Sevgili Peygamberimiz insanların cinsiyetine, rengine,
milletine ve mal varlığına bakmadan şefkat ve merhametle muamele etti. Hicret
ettiği Yesrip beldesi onun rehberliğinde İslam medeniyetinin beşiği olan
Medine-i münevvere oldu.
Peygamber efendimizin ve ashabının asrı olan Asr-ı
saadet İslam medeniyetinin kaynağıdır. Asr-ı saadet, insanlık
tarihinde eşsiz bir medeniyettir. Asr-ı saadet’ten sonra da İslam
devletleri bilhassa bütün cihanı hayran bırakan ecdadımız Osmanlılar
asırlar boyunca gittikleri her yerde insanlara şefkat ve merhametle
davranmışlar, mazlumları korumuşlar, her varlığın hukukunu gözetmişler, Allahü
tealanın kullarının ruhen ve bedenen rahat etmeleri için hayatın her alanında
vakıflar kurmuşlardır. Böylece onlar sayesinde hem beldeler mamur olmuş
hem de insanlar huzur ve refaha kavuşmuştur. İşte şefkat ve merhamet medeniyeti
olan İslam medeniyetine insanlık daima hasret duymuş, hatta günümüz de bile
insanlar bu duygularını “Osmanlı gitti, huzur bitti.” diye ifade
etmişlerdir.
Eşi’at-ül Lemeat'tan alınan ve ecdadımızın şefkat ve
merhamet konusunda kendilerine rehber edindikleri hadis-i şeriflerden
bazıları şunlardır:
İnsanlara merhamet edene Allahü teâlâ merhamet eder.

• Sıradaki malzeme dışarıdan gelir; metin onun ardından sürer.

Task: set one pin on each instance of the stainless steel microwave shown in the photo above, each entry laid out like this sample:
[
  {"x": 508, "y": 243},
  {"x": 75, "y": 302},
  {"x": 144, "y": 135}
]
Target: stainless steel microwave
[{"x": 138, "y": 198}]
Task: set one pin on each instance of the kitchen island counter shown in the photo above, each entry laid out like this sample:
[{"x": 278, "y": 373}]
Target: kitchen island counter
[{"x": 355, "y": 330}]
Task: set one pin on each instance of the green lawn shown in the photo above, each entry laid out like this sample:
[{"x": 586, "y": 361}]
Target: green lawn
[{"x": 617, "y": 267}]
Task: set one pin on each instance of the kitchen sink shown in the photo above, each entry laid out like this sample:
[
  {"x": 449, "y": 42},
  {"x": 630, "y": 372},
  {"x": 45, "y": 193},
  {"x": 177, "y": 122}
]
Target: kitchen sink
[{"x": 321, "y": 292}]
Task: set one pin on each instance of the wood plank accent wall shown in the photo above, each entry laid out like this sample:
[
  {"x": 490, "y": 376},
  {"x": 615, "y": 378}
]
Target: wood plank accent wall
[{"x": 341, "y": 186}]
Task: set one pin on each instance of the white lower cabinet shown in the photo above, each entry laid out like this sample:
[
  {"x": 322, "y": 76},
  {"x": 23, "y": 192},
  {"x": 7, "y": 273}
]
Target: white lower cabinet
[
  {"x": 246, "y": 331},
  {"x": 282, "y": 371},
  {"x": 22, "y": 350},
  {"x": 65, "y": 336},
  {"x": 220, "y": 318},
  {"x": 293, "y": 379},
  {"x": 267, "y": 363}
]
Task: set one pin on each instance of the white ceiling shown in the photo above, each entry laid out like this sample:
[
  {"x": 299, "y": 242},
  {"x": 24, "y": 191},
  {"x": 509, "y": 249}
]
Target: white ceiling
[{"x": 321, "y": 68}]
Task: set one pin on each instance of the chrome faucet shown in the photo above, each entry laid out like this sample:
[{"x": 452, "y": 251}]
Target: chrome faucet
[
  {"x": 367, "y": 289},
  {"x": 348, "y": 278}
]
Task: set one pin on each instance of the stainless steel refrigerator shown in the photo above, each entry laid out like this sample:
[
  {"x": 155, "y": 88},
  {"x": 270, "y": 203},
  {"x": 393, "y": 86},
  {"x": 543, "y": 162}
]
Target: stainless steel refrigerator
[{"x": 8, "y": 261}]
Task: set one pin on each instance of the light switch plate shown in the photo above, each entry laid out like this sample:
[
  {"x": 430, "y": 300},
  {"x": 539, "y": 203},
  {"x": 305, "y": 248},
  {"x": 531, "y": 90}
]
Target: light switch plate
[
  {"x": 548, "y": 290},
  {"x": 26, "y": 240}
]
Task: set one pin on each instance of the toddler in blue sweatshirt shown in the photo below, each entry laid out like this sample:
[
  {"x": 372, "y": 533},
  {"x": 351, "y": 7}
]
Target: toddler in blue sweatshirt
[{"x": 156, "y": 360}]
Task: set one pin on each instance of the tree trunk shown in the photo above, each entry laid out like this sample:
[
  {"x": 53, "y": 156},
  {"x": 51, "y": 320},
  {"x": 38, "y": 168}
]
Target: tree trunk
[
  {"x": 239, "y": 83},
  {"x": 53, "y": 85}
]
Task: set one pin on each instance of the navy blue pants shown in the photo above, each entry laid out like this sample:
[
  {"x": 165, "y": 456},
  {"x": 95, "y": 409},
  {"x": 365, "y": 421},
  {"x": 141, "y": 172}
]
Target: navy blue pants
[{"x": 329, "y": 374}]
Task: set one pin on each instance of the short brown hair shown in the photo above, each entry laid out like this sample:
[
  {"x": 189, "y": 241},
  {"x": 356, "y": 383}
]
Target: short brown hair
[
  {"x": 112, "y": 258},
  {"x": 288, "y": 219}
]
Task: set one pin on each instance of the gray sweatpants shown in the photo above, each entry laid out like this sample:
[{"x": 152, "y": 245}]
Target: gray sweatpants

(Kalbinde merhameti olmayanın imanı yoktur.)[yani
kâmil mümin değildir.]
Allahü teâlânın razı olduğu ev, yetim bulundurulan ve
ona iyilik yapılan evdir.
Küçüklerimize acımayan, büyülerimize saygılı
olmayan, bizden değildir.
İhtiyarlara saygı gösteren ve yardım eden,
ihtiyarlayınca Allahü teâlâ ona da yardımcılar nasip eder.
Başka hadis-i şeriflerde buyuruluyor ki:
(Güçsüzlere, hastalara, yaşlılara ve küçüklere
merhamet edin, acıyın.) [Şir’a]
(Din kardeşinin yüzüne şefkatle bakan affa uğrar.) [İ.Rafii]
(Şakî olan merhametsiz, acımasız
olur.) [Tirmizi] [Şakî; bahtsız, kötü huylu, Cehennemlik demektir.]